Added PC leader Tim Hudak, “I just worry [McGuinty] doesn’t get it…Dalton McGuinty’s voluntary wage freeze has been an absolute failure, has not done the job. Multi-year raises, secret deals, merit pay for eHealth bureaucrats, and arbitrators who simply thumb their noses at hard-pressed taxpayers.”

Meanwhile, private sector jobs in the province, something that the PC opposition has vowed to create by freeing up bureaucratic red tape, are down 75,000 full-time positions in October alone. This marks the 58th consecutive month that Ontario’s jobless—including the unemployed who took up a month-long camping vacation in Toronto’s St. James Park—has been above the national average.

Hudak pushes for economic overhaul, job creation

Ontario’s deficit is twice that of every other Canadian province—combined. A report in late November indicated that Ontario’s deficit has now reached $16 billion.
“We have a serious jobs crisis in Ontario and we have a serious spending crisis in Ontario,” Hudak said. “Dalton McGuinty’s [Throne Speech] failed to address either of those big problems. There are no new ideas. I’m deeply disappointed.”

Most pundits agree that while the Liberals have spouted much talk about consensus and working with others now that the party no longer has a majority, the Liberals’ report at the Throne Speech is forging the same ill-fiscal path. In fact, McGuinty went as far as calling PC and NDP proposals—even modest proposals, like removing the HST tax from home heating—as “outrageous proposals for new spending and reckless tax giveaways.”

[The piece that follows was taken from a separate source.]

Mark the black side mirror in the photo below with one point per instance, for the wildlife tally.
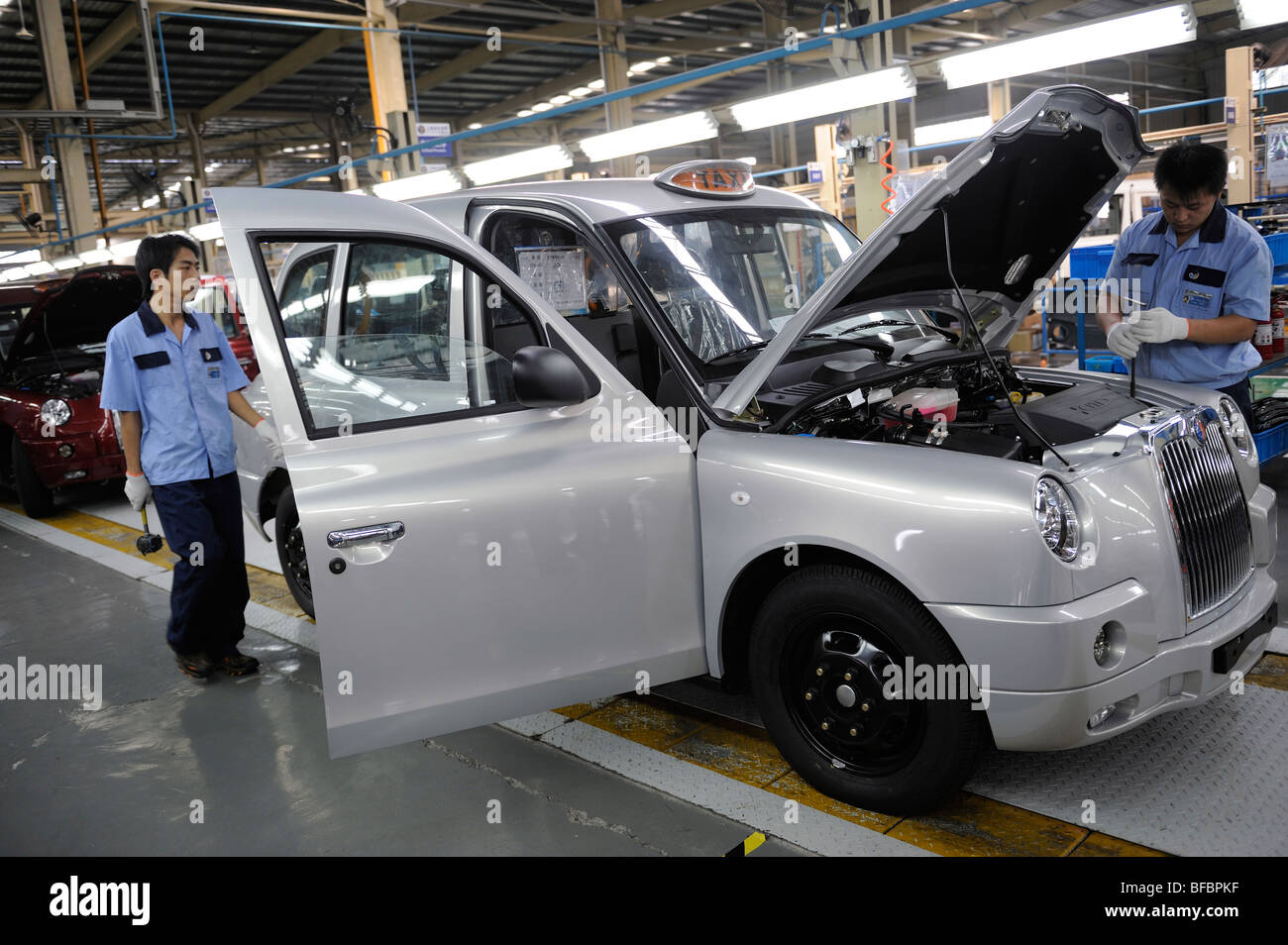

According to the latest economic statement released by Duncan, the provincial government plans to spend more than $124 billion this year, while only bringing in $108 billion.

“Four years ago [the Liberals] were able to deliver a surplus with $3 billion. And this year they’re projecting a massive deficit with the highest revenues that Ontario has ever taken in,” said Gregory Thomas, Director with the Canadian Taxpayers Federation of Ontario.

According to the Ontario PC, “A two-year wage freeze alone would save up to $2 billion and help reduce the size and cost of government. Despite this debt crisis, [Dalton] McGuinty has not brought forward a single new idea to rein in his unsustainable spending.

“At a time when the private sector is losing 100 full-time jobs every hour, and businesses are being forced to cut back, it’s not unreasonable to expect government employees to forego getting another raise. A wage freeze will hold the line on pay increases and help reverse Ontario’s debt crisis.”

Said Hudak, “Small business owners understand there’s a difference between ‘must have’ and ‘nice to have’—that you don’t increase costs without the revenue coming in to pay for it. They’re not easy choices, but that’s how you run a business. That’s how you should run a government.”

According to the Canadian Federation of Independent Business, “Ontario government employees already earn 27 per cent more than their private sector counterparts for doing the same job.” Clearly, the Ontario PC strives to better align public sector compensation with private sector pay.

“It’s time Dalton McGuinty and his Finance Minister admitted the situation they created is beyond their control. If they are not prepared to confront the crisis now, Tim Hudak and the Ontario PC Caucus will,” said Jim Wilson, Ontario PC House Leader.

Our fingers are crossed that a non-confidence vote will cast Ontario’s next election sooner rather than later.